I have a CSV from a system that has a load of rubbish at the top of the file, so the header row is about row 5 or could even be 14 depending on the gibberish the report puts out.
I used to use:
idx = next(idx for idx, row in enumerate(csvreader) if len(row) > 2)
to go through the rows that had less than 2 columns, then when it hit the col headers, of which there are 12, it would stop, and then I could use idx with skiprows when reading the CSV file.
The system has had an update and someone thought it would be good to have the CSV file valid by adding in 11 blank commas after their gibberish to align the header count.
so now I have a CSV like:
sadjfhasdkljfhasd,,,,,,,,,,
dsfasdgasfg,,,,,,,,,,
time,date,code,product
etc..
I tried:
idx = next(idx for idx, row in enumerate(csvreader) if row in (None, "") > 2)

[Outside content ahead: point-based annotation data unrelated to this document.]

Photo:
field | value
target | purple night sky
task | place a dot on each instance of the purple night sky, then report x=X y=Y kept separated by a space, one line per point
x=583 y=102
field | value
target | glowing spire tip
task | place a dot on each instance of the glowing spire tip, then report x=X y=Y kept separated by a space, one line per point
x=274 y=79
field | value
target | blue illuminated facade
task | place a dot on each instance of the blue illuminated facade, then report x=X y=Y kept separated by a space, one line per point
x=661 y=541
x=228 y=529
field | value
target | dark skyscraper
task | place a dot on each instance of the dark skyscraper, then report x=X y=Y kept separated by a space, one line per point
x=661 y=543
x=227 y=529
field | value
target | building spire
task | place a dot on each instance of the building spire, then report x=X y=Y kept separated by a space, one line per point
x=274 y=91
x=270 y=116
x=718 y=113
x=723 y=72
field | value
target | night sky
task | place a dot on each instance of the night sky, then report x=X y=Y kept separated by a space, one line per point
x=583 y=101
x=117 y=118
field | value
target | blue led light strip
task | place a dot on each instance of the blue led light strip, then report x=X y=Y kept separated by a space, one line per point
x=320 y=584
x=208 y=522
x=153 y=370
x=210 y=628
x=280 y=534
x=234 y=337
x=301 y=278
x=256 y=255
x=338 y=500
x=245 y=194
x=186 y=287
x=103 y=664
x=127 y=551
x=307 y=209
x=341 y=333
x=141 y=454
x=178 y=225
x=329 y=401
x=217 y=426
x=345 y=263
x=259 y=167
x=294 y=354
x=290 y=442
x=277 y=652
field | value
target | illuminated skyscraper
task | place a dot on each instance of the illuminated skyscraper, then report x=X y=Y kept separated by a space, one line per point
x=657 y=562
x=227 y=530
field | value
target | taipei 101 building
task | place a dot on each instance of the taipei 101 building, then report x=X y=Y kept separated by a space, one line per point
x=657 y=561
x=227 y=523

but I think that's a Pandas thing and it just fails.
Any ideas on how i can get to my header row?
CODE:
lmf = askopenfilename(filetypes=(("CSV Files",".csv"),("All Files","*.*")))
# Section gets row number where headers start
with open(lmf, 'r') as fin:
csvreader = csv.reader(fin)
print(csvreader)
input('hold')
idx = next(idx for idx, row in enumerate(csvreader) if len(row) > 2)
# Reopens file parsing the number for the row headers
lmkcsv = pd.read_csv(lmf, skiprows=idx)
lm = lm.append(lmkcsv)
print(lm)
if row in (None, "") > 2? Is this the "pandas thing"? This is actually a chained comparison, which will get interpreted asrow in (None, "") and (None, "") > 2, which will always be false.